Continuous Switch Model and Heuristics for Mixed-Integer Nonlinear Problems in Power Systems

Many power systems operation and planning computations (e.g., transmission and generation switching and placement) solve a mixed-integer nonlinear problem (MINLP) with binary variables representing the decision to connect devices to the grid. Binary variables with nonlinear AC network constraints make this problem NP-hard. For large real-world networks, obtaining an AC feasible optimum solution for these problems is computationally challenging and often unattainable with stateof-the-art tools today. In this work, we map the MINLP decision problem into a set of equivalent circuits by representing binary variables with a circuit-based continuous switch model. We characterize the continuous switch model by a controlled nonlinear impedance that more closely mimics the physical behavior of a real-world switch. This mapping effectively transforms the MINLP problem into an NLP problem.
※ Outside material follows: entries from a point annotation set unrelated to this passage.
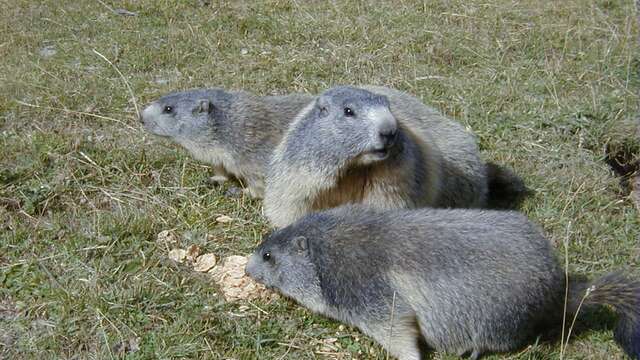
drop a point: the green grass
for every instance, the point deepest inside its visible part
(545, 85)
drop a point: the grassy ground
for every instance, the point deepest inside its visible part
(545, 85)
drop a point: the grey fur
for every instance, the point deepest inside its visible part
(327, 158)
(466, 281)
(233, 131)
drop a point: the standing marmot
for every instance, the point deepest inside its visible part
(233, 131)
(376, 146)
(460, 281)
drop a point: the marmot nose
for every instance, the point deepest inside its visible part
(388, 137)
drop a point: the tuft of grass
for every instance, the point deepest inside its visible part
(547, 87)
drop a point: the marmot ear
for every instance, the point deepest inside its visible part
(323, 106)
(300, 243)
(205, 106)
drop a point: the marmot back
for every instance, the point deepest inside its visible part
(376, 146)
(235, 132)
(461, 281)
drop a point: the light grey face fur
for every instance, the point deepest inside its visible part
(234, 131)
(187, 116)
(283, 263)
(349, 124)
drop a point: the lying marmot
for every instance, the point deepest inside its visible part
(460, 281)
(233, 131)
(380, 147)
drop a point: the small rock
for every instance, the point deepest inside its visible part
(48, 51)
(204, 263)
(125, 12)
(233, 191)
(167, 237)
(235, 284)
(223, 219)
(193, 252)
(635, 190)
(178, 255)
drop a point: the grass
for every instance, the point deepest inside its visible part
(546, 86)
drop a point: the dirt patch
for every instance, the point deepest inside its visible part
(625, 163)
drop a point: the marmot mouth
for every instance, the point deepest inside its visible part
(378, 154)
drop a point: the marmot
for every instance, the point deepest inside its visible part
(461, 281)
(377, 146)
(233, 131)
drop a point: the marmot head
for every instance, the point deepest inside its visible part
(363, 121)
(188, 115)
(283, 262)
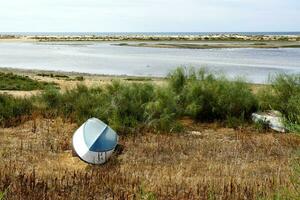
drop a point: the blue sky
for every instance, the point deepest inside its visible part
(149, 15)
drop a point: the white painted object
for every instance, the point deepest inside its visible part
(272, 118)
(94, 141)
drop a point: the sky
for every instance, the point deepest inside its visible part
(149, 15)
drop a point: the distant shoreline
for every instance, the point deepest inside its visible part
(146, 37)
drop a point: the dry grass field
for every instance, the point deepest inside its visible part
(202, 161)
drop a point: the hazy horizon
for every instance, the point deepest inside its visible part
(150, 16)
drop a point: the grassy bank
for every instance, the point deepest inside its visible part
(198, 156)
(131, 106)
(212, 45)
(10, 81)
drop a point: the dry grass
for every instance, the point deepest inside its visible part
(205, 162)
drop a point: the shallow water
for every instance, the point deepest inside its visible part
(254, 65)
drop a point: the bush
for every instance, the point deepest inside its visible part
(205, 97)
(283, 95)
(13, 110)
(161, 113)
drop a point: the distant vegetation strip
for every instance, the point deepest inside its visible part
(61, 76)
(10, 81)
(211, 45)
(141, 37)
(130, 107)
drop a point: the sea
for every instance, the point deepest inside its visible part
(250, 64)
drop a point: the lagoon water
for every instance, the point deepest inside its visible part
(254, 65)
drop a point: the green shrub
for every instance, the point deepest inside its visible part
(12, 109)
(161, 113)
(207, 98)
(283, 95)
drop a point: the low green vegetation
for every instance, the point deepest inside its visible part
(10, 81)
(130, 107)
(61, 76)
(283, 95)
(13, 110)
We mathematically show that this transformation is a tight relaxation of the MINLP problem. For fast and robust convergence, we develop physicsdriven homotopy and Newton-Raphson damping methods. To validate this approach, we empirically show robust convergences for large, realistic systems (> 70,000 buses) in a practical wallclock time to an AC-feasible optimum. We compare our results and show improvement over industry-standard tools and other binary relaxation methods.